If a tree falls in the woods, but there are T.V. cameras there to capture it and then send the video around the world via broadcast, cable and Internet, for hundreds of millions of people to see, is it really "secretive?"

Here's today's NY Times Editorial:

A Secretive Transfer in Iraq

Two days early, with a veil of secrecy and a tight security lockdown, Washington's proconsul in Iraq, Paul Bremer III, handed a hollow and uncertain sovereignty to Iyad Allawi, a former Baathist collaborator of Saddam Hussein who spent most of the past three decades exiled in London, the last one of those in the pay of America's Central Intelligence Agency. It goes without saying that this is not the sort of outcome the nation envisioned when we sent our forces to liberate Iraq last year.

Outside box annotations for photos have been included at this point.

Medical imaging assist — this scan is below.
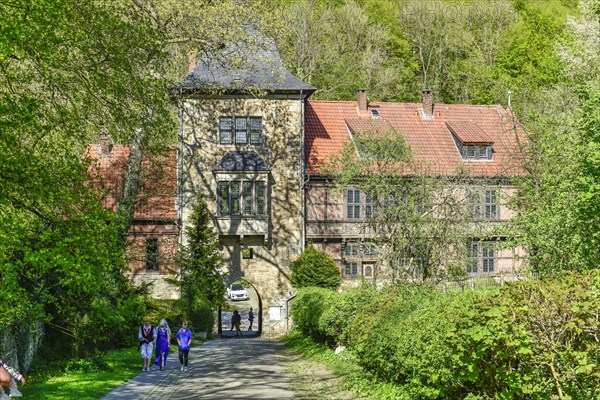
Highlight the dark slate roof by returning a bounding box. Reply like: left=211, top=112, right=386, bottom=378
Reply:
left=213, top=151, right=271, bottom=171
left=173, top=40, right=316, bottom=96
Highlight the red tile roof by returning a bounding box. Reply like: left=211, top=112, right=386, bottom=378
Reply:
left=305, top=100, right=525, bottom=176
left=85, top=144, right=177, bottom=219
left=446, top=121, right=494, bottom=144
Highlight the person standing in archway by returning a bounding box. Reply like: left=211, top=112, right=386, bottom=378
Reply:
left=248, top=307, right=254, bottom=331
left=231, top=310, right=242, bottom=336
left=138, top=317, right=156, bottom=371
left=177, top=321, right=192, bottom=371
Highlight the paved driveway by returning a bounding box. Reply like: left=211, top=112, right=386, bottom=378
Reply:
left=103, top=338, right=294, bottom=400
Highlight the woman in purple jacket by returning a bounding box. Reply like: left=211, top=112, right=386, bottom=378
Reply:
left=177, top=321, right=192, bottom=371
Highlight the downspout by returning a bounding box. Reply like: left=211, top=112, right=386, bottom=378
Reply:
left=175, top=99, right=183, bottom=299
left=285, top=293, right=297, bottom=333
left=298, top=89, right=305, bottom=255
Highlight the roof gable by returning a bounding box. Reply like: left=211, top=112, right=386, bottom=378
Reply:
left=213, top=151, right=271, bottom=172
left=85, top=144, right=177, bottom=220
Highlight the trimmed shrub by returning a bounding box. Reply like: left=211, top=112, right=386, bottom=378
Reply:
left=188, top=300, right=215, bottom=334
left=351, top=286, right=474, bottom=399
left=290, top=245, right=342, bottom=289
left=319, top=284, right=378, bottom=345
left=290, top=287, right=336, bottom=341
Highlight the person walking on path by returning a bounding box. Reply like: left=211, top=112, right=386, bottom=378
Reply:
left=231, top=310, right=242, bottom=336
left=248, top=307, right=254, bottom=331
left=0, top=360, right=25, bottom=400
left=138, top=317, right=156, bottom=371
left=177, top=321, right=192, bottom=371
left=154, top=318, right=171, bottom=371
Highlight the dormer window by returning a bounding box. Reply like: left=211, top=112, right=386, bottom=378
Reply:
left=462, top=144, right=492, bottom=160
left=446, top=121, right=494, bottom=161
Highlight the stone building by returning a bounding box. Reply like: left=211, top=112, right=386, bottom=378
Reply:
left=304, top=90, right=525, bottom=282
left=89, top=42, right=523, bottom=335
left=85, top=134, right=180, bottom=299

Since the transfer was covered by media, videotaped and sent around the world it's hard to understand the use of the word "secretive."

The Times then calls it a "sensible precaution" against threatened terrorist attacks, but then spends the rest of the editorial lambasting the transfer and speculating on all the worst possible outcomes from here on out.

And since many in the nation "envisioned" an outcome of thousands of U.S. fatalities after months of grueling, door-to-door combat in Baghdad, after the Times' own Johnny Apple suggested there was a Vietnam-like "quagmire" in Afghanistan, shouldn't The Times be a little more upbeat?